Abondance
À Montréal, lorsque vous vous installez à table au restaurant ou dans un bar, on vous apporte automatiquement un verre d’eau fraîche. Cette eau, particulièrement précieuse en été, est gratuite. Bien que cela puisse nous sembler complètement naturel, cette coutume n’est en rien universelle. Tandis que la province du Québec considère l’eau comme un bien commun, de nombreux pays font payer l’eau servie, et il n’existe pas d’obligation d’offrir aux client·e·s la possibilité de se désaltérer. En Belgique par exemple, commander une bouteille d’eau minérale peut coûter jusqu’à 8€ environ (11,57 CAD). En revanche, ces différences de coutumes impliquent une subtilité non négligeable. Il serait inadmissible de faire payer à des client·e·s de l’eau tiède du robinet à peine rafraîchie par des glaçons. Alors qu’au Québec, on part du principe que les client·e·s préfèrent l’eau du robinet, les incitant ainsi souvent à ne pas prendre l’eau embouteillée, d’autres pays n’offrent pas d’eau gratuite et la seule eau servie est donc minérale. Or, l’eau minérale n’a pas les mêmes émissions de carbone que l’eau du robinet, elle nécessite un traitement, un emballage et un transport, et génère des déchets pour l’environnement. Pourquoi les Canadien·ne·s et les Québécois·e·s doivent-ils·elles alors profiter avec sagesse de ce cadeau ? La crise écologique que nous vivons implique des pénuries de ressources, et tandis que l’eau est l’un des biens les plus précieux des êtres humains, nous allons parler dans cet article de consommation d’eau, gratuite et payante.

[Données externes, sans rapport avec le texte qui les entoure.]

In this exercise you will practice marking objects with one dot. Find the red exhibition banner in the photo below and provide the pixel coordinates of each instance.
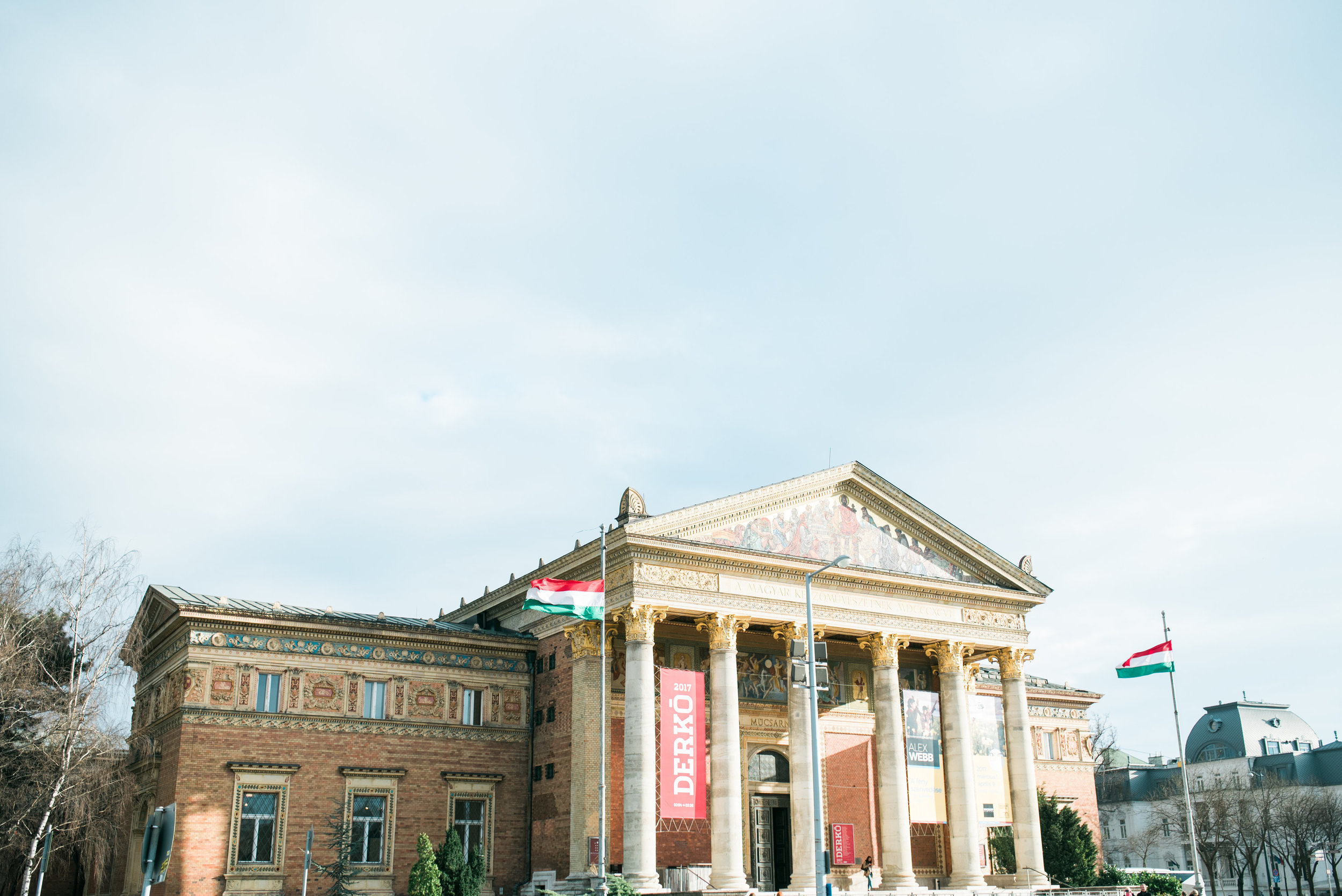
(683, 757)
(843, 846)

« L’eau est abondante, elle est ainsi peu chère, mais cela ne veut pas dire qu’elle n’est pas précieuse »
Le cheval bon marché est cher
« Tout ce qui est rare est cher. Un cheval bon marché est rare, donc un cheval bon marché est cher ».

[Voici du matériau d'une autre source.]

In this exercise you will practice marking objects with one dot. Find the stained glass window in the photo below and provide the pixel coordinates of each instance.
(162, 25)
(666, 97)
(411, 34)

Il me semble que cette phrase ironique résume bien la fixation du prix de l’eau au Québec. En effet, la province compte 3% des ressources d’eau douce mondiales, des dizaines de milliers de rivières et plus de trois millions de plans d’eau. L’eau est abondante, elle est ainsi peu chère, mais cela ne veut pas dire qu’elle n’est pas précieuse. La coutume d’apporter automatiquement un verre d’eau aux clients est à l’image de cette abondance d’eau douce, dont tout le monde devrait pouvoir bénéficier sans en abuser.
Les différences entre eau embouteillée et eau du robinet n’existent parfois même pas. Conformément au Règlement sur les eaux embouteillées du Québec, il est autorisé de vendre des bouteilles avec de l’eau directement extraite des ressources du Québec, et les marques qui le font ne paient que de faibles redevances à la municipalité. Au contraire, les différences de coûts énergétiques sont significatives : en 2005, selon les données de RecycQuébec, seules 57% des bouteilles en plastique ont été recyclées. La consommation d’eau du robinet gratuite au Québec dans les restaurants et bars est ainsi une pratique précieuse, à l’image de l’abondance de la ressource dans la province.

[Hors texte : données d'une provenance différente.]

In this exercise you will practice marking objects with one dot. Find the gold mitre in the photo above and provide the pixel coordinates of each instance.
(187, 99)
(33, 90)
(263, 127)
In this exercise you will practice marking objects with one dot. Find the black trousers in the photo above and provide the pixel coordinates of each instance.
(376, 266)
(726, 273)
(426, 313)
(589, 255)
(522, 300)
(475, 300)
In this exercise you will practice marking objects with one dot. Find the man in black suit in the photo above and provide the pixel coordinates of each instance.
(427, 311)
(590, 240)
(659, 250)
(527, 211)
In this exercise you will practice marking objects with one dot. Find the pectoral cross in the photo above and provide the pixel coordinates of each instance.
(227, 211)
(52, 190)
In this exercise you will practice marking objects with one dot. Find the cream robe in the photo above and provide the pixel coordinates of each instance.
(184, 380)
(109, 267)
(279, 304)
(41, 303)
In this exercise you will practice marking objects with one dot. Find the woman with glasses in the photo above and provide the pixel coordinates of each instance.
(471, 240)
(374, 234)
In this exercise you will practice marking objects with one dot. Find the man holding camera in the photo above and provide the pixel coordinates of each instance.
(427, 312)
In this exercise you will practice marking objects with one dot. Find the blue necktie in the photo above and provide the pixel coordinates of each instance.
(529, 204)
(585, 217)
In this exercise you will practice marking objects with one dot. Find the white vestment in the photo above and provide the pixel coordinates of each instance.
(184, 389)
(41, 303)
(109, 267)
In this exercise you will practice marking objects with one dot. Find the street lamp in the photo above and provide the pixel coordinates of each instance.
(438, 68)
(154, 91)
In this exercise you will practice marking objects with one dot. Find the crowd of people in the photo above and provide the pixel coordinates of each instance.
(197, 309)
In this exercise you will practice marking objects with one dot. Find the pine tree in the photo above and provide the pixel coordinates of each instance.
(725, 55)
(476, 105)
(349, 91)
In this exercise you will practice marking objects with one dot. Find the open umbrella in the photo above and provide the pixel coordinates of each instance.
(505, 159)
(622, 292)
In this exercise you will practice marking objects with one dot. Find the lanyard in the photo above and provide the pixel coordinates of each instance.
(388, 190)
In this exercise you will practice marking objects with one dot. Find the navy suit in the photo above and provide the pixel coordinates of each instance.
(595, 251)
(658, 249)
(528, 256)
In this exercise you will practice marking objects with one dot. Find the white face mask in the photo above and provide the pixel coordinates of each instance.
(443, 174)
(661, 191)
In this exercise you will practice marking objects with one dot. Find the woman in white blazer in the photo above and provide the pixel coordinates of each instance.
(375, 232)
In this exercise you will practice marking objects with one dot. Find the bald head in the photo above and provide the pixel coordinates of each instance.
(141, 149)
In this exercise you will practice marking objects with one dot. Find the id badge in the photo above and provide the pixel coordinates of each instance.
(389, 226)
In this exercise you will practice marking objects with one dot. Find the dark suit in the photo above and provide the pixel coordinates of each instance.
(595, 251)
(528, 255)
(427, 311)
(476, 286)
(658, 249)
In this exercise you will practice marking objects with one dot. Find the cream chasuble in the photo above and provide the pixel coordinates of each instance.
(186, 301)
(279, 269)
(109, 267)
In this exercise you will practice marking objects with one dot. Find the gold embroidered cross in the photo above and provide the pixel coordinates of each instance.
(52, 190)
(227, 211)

La gratuité de l’eau facilite également sa distribution lors des événements impliquant de la distribution d’alcool comme ceux organisés par l’Université McGill. L’eau permet de limiter l’effet « déshydratant » de l’alcool, et cela peut également remplir l’estomac et inciter à boire moins d’alcool. La consommation d’eau est également primordiale pour la santé pendant les canicules, bien connues de Montréal. 56 canicules ont été enregistrées à Montréal depuis 1970, dont 26 depuis 2000. Pour ses bienfaits écologiques, et parce que se désaltérer ne relève pas du désir arbitraire, la gratuité de l’eau potable dans les bars et restaurants semble difficile à remettre en question.